Southern duck hunters descended on their maimais last weekend for the official start of duck shooting season.
The opening weekend of duck shooting started on Saturday, May 5 with Southlanders, both young and old, making their pilgrimage to various locations around the district to celebrate the start of the season.
Fish & Game Southland manager Zane Moss said the weekend went pretty well with the number of hunters on par with last year.
"It's as popular as ever, it's a great pastime and challenge for people and brings families and friends together.
"From a Fish & Game perspective for compliance it was quite pleasing.

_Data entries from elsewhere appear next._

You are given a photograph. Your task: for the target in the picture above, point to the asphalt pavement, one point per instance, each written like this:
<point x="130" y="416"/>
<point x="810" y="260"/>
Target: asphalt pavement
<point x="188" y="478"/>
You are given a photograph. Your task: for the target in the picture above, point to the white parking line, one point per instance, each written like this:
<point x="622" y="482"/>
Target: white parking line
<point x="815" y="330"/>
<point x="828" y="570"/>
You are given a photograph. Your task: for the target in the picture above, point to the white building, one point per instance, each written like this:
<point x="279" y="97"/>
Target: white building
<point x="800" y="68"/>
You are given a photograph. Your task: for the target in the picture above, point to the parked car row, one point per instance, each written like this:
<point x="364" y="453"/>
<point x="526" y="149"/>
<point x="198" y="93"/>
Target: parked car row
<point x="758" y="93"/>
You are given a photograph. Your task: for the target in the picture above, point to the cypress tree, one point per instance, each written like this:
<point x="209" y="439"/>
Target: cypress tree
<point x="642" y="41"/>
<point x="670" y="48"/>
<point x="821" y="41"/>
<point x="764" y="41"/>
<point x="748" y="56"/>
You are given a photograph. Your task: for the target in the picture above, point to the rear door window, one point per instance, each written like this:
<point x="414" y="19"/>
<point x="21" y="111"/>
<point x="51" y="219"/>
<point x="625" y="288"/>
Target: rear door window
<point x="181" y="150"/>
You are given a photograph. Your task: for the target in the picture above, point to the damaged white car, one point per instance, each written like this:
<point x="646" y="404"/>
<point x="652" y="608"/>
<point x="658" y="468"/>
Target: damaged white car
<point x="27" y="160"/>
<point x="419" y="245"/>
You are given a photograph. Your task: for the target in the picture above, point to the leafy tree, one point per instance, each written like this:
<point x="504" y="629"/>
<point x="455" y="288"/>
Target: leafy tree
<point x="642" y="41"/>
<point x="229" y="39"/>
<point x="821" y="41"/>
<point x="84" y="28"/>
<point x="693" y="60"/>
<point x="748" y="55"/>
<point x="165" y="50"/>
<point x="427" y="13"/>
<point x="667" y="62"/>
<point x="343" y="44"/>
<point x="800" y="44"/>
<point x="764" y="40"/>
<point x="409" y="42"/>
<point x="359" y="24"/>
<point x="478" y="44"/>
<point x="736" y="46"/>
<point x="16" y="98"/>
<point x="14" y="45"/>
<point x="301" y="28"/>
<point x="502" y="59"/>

We only detected a dozen offences which is down on previous years."
Mr Moss said people were perhaps now realising the significance of sentencing.
Fish & Game staff never took part in opening weekend but went around visiting the different sites to chat with hunters, he said.
"Opening weekend is very much the focus for a lot of them; we saw a lot of people having fun and lots of laughs."
The sunny weather wasn't optimal hunting conditions for them but those who the Fish & Game staff visited were still enjoying themselves, he said.
"If the weather is good and fine and sunny it doesn't make good hunting."
Mr Moss said there was a lower number of ducks this year due to the dry summer, which "isn't great for duck breeding".
"People would've liked a few more ducks flying around."
This year, older and more intelligent ducks that were used to hunting tactics were around due to the lack of juveniles.
"The older birds have seen it all before and don't fall for the same tricks, but hunting's not supposed to be easy."
Mr Moss said Fish & Game Southland also worked with the Ministry for Primary Industries (MPI) in the lead up to the season to develop appropriate protocols for cleaning gear, in the hopes of reducing the risk of spreading the cattle disease Mycoplasma bovis.
"Going around the properties we didn't drive around as much this year, we avoided that wherever possible... Farmers appreciated that."
The duck shooting season spans three months, and Mr Moss strongly encouraged Southlanders to get out and take on the changes during the season and other hunting opportunities.
"Make the most of the good hunting we have down here."